Search code examples
c++hashstlunordered-set

Why is std::unordered_set rehashed even if the load factor limit is not broken?


According to cppreference,

Rehashing occurs only if the new number of elements is greater than max_load_factor()*bucket_count().

In addition, [unord.req]/15 has similar rules:

The insert and emplace members shall not affect the validity of iterators if (N+n) <= z * B, where N is the number of elements in the container prior to the insert operation, n is the number of elements inserted, B is the container's bucket count, and z is the container's maximum load factor.
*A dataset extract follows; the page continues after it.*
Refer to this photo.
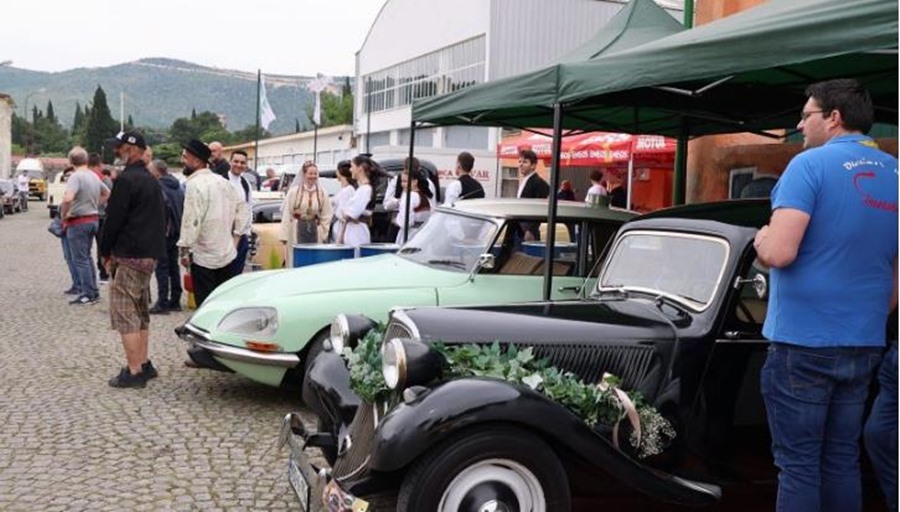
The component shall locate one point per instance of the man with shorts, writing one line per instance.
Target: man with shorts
(133, 240)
However, consider the following example:

#include <unordered_set>
#include <iostream>

int main()
{
    std::unordered_set<int> s;
    s.emplace(1);
    s.emplace(42);
    std::cout << s.bucket_count() << ' ';
    std::cout << (3 > s.max_load_factor() * s.bucket_count()) << ' ';
    s.emplace(2);
    std::cout << s.bucket_count() << ' ';
}

With GCC 8.0.1, it outputs

3 0 7

This means after emplacing 2, a rehashing occurs though the new number of elements (3) is not greater than max_load_factor()*bucket_count() (note the second output is 0). Why does this happen?


Solution

  • The rehash condition is changed since Issue 2156. Before the change, a rehash occurs when the new number of elements is no less than max_load_factor()*bucket_count(), and it becomes "greater than" after the change.

    GCC 8.0.1 does not implement this change. There is already a bug report, and it has been fixed in GCC 9.